Também é importante que outros crentes, que não têm essa tendência, não evitem ou nem se afastem de alguém com tendência homossexual. A prática da homossexualidade deve ser fortemente condenada, mas as pessoas afligidas por esse problema precisam de ajuda, encorajamento e cuidado pastoral, a fim de ajudá-las a evitar cair em pecado. Deve haver liberdade para elas pedirem ajuda, sem medo de serem rejeitadas e evitadas.

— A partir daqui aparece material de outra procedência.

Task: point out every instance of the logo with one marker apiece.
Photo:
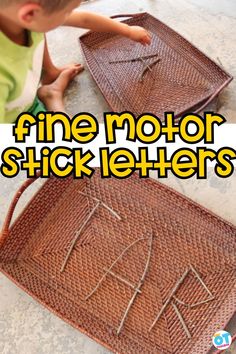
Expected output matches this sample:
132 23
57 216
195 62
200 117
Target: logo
222 340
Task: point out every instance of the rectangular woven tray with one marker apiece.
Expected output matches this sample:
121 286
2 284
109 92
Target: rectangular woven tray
138 237
183 79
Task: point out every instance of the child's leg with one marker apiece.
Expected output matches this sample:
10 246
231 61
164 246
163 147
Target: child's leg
52 95
50 71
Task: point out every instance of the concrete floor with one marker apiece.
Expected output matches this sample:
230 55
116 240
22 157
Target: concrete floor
25 326
209 24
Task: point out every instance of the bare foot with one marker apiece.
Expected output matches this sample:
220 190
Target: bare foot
52 95
52 75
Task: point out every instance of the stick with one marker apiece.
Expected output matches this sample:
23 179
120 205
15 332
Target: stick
176 287
220 62
138 287
180 317
77 237
133 59
148 67
201 281
113 264
181 302
202 302
123 280
103 204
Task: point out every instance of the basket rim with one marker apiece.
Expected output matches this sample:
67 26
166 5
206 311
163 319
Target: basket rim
199 106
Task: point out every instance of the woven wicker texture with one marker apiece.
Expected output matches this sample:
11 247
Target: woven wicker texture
182 80
183 234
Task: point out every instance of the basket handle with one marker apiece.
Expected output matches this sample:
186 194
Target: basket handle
6 226
127 15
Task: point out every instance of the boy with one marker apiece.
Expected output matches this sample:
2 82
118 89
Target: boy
24 55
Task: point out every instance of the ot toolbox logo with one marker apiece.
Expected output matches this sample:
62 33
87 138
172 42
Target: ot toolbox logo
222 340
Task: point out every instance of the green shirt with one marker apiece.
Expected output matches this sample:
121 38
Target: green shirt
20 74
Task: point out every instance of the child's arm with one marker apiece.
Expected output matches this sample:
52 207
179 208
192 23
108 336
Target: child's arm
100 23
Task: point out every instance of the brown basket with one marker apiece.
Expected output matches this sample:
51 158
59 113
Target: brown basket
183 79
156 234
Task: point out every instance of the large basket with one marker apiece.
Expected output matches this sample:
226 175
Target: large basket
143 247
182 80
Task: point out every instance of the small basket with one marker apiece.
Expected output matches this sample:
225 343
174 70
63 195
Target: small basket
182 79
137 248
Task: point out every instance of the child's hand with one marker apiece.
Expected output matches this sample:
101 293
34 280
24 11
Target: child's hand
139 34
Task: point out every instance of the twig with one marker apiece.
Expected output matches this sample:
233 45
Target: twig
181 302
180 317
103 204
113 264
73 243
123 280
202 302
201 281
133 59
220 62
189 306
138 287
148 67
176 287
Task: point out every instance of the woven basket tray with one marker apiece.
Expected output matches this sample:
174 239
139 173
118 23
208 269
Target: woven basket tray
183 79
155 234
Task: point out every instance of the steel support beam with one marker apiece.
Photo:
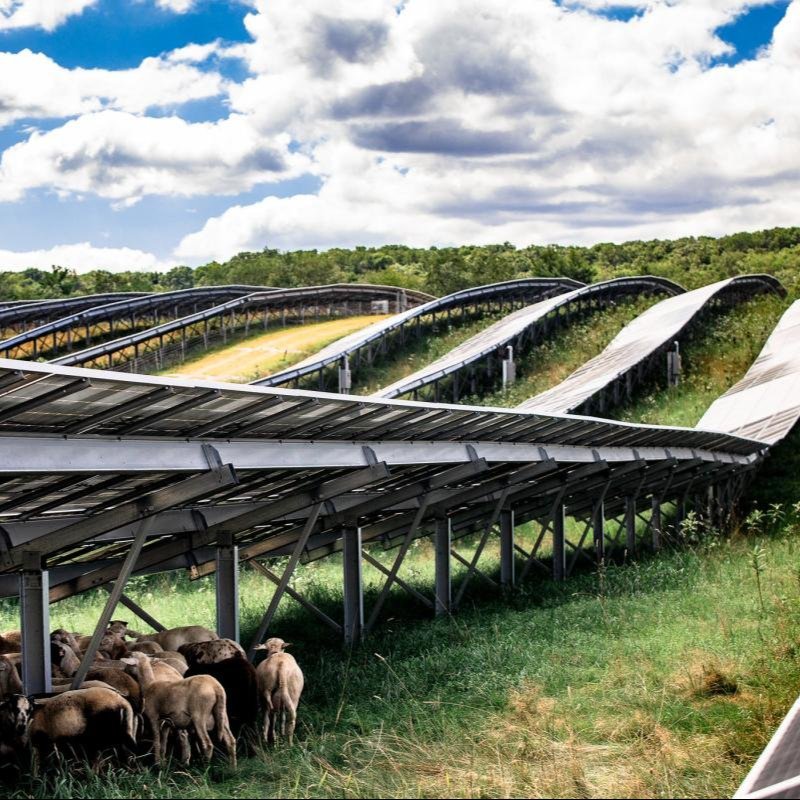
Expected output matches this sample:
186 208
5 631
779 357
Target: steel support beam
285 578
559 549
35 624
507 552
444 587
353 585
227 587
111 604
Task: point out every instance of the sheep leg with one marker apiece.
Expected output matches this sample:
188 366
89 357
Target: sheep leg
206 745
158 755
291 713
185 747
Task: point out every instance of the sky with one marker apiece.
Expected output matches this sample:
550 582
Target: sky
141 134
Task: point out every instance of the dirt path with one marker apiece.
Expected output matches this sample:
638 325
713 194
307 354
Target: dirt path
269 352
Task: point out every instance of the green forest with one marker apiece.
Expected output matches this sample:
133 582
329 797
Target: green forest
691 261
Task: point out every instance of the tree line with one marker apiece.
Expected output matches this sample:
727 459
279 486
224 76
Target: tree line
690 261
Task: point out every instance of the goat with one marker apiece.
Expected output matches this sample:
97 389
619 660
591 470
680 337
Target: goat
198 703
88 719
238 677
210 652
173 638
280 684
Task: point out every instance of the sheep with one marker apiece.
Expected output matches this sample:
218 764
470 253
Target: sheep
63 636
210 652
90 719
280 684
148 648
10 682
173 638
10 642
15 715
197 702
63 660
120 681
238 677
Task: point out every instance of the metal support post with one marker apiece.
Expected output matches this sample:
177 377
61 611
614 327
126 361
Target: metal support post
559 551
227 587
599 531
111 604
507 571
353 586
443 589
630 525
655 523
288 571
35 624
345 377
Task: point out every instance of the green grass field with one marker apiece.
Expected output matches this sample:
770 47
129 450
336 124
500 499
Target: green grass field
661 677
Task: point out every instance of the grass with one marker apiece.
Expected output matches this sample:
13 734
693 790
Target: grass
263 353
661 678
716 355
417 354
551 361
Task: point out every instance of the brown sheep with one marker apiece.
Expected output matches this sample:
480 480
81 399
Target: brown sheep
10 682
122 682
280 684
88 719
148 648
238 677
173 638
210 652
196 703
11 642
15 715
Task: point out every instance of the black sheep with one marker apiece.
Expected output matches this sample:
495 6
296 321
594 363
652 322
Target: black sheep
238 678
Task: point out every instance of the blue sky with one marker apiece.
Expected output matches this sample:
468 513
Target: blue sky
145 133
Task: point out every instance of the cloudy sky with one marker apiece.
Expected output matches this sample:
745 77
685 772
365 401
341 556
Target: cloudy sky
145 133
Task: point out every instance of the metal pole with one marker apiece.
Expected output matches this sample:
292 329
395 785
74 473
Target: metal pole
35 624
599 529
113 599
353 586
227 587
507 572
443 588
655 523
630 525
559 551
288 571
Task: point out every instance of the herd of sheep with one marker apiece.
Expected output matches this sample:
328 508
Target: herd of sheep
157 693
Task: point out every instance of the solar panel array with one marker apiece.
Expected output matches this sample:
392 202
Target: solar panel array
652 332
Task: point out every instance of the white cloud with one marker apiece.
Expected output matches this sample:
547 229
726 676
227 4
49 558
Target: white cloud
46 14
82 257
428 123
34 86
123 157
177 6
476 121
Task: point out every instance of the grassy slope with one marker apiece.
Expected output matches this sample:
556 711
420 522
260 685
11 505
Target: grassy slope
715 357
597 687
262 353
554 359
415 355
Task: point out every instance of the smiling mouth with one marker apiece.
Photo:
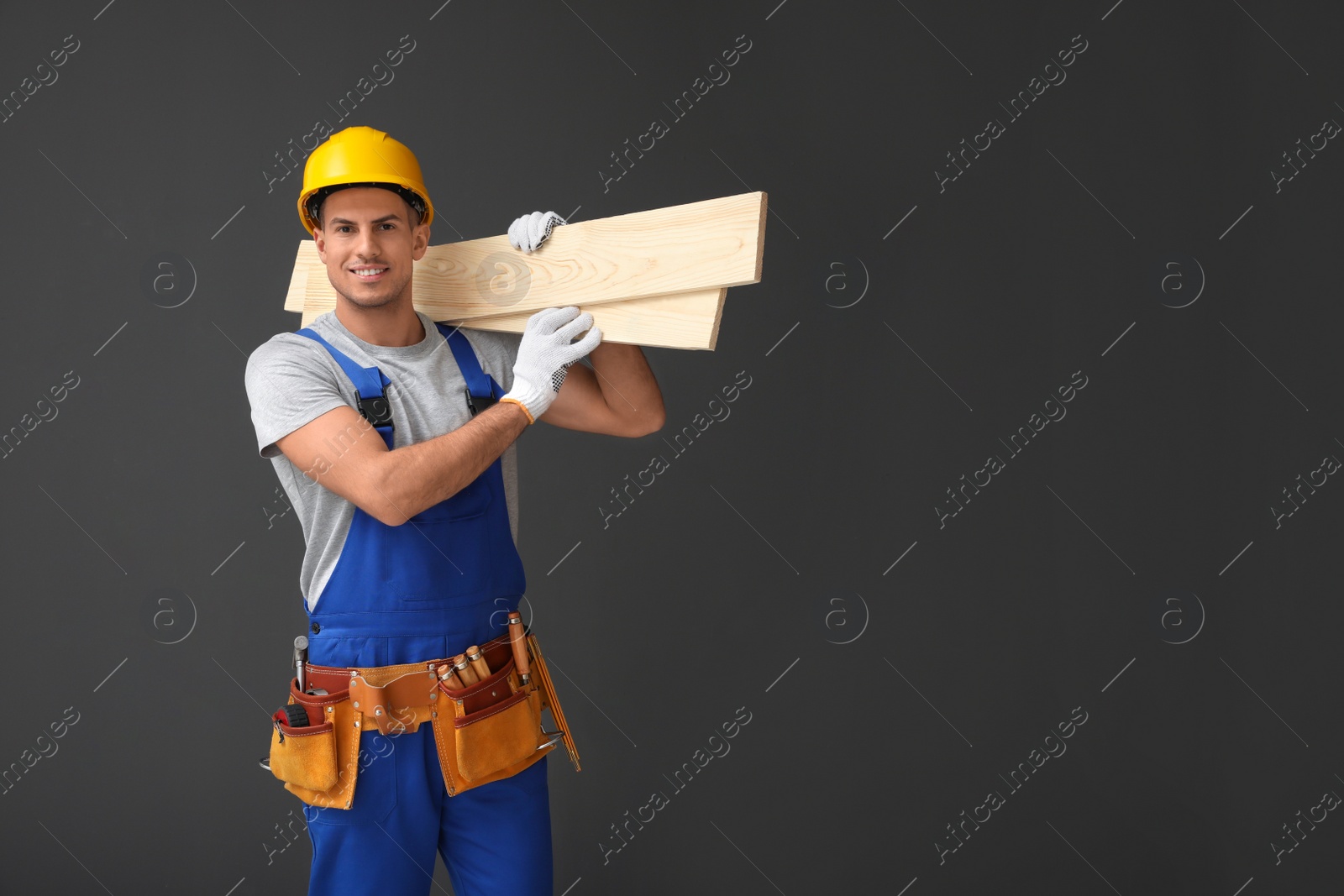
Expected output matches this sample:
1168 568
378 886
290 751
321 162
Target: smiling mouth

Nestes últimos dias, quando toda a restrição parece ter sido abandonada, é preciso uma verdadeira dependência do Senhor para se manter longe da escancarada imoralidade que é exibida por toda parte, seja homossexual ou heterossexual. No entanto, Deus não nos disse para sermos vencedores se isso fosse impossível.

Libertação 

Uma questão final pode surgir sobre se a pessoa com tendência homossexual pode ser completamente libertada dela, de modo a ser capaz de levar uma vida normal e entrar em um relacionamento matrimonial feliz. Esta é uma questão sobre a qual é difícil de se afirmar algo, pois, nas palavras de alguém, “não há nada mais forte que a graça de Deus, mas nada mais fraco que a carne.” Há pessoas com alguns tipos de doenças mentais, por exemplo, que são incapazes de agir de uma maneira completamente normal em alguns aspectos da vida, apesar de caminharem com o Senhor e dependerem d’Ele. Do mesmo modo, alguns com fortes tendências homossexuais podem ter que reconhecer suas limitações e buscar a graça do Senhor para vencê-las dentro de tais limites. Deus não tirou todos os efeitos do pecado neste mundo, nem mesmo para o crente, mas aqueles que glorificam a Deus, apesar de tais limitações, sem dúvida colherão uma grande recompensa nos dias vindouros. No entanto, dizer que alguém não possa se libertar de tal aflição é limitar a graça e o poder de Deus. Em qualquer situação, no entanto, somos sempre responsáveis pelos motivos de nossas ações, e podemos pedir ao Senhor graça para viver uma vida para Sua glória aqui embaixo e andar em comunhão com Ele.

Depois de se referir a vários pecados, incluindo a prática da homossexualidade, Paulo poderia dizer aos coríntios: “E é o que alguns têm sido; mas haveis sido lavados, mas haveis sido santificados, mas haveis sido justificados em nome do Senhor Jesus, e pelo Espírito do nosso Deus” (1 Co 6:11). As práticas que os caracterizaram antes de serem salvos deveriam ser abandonadas, e certamente Deus dará a graça necessária para isso hoje, como Ele fez nos tempos de Paulo.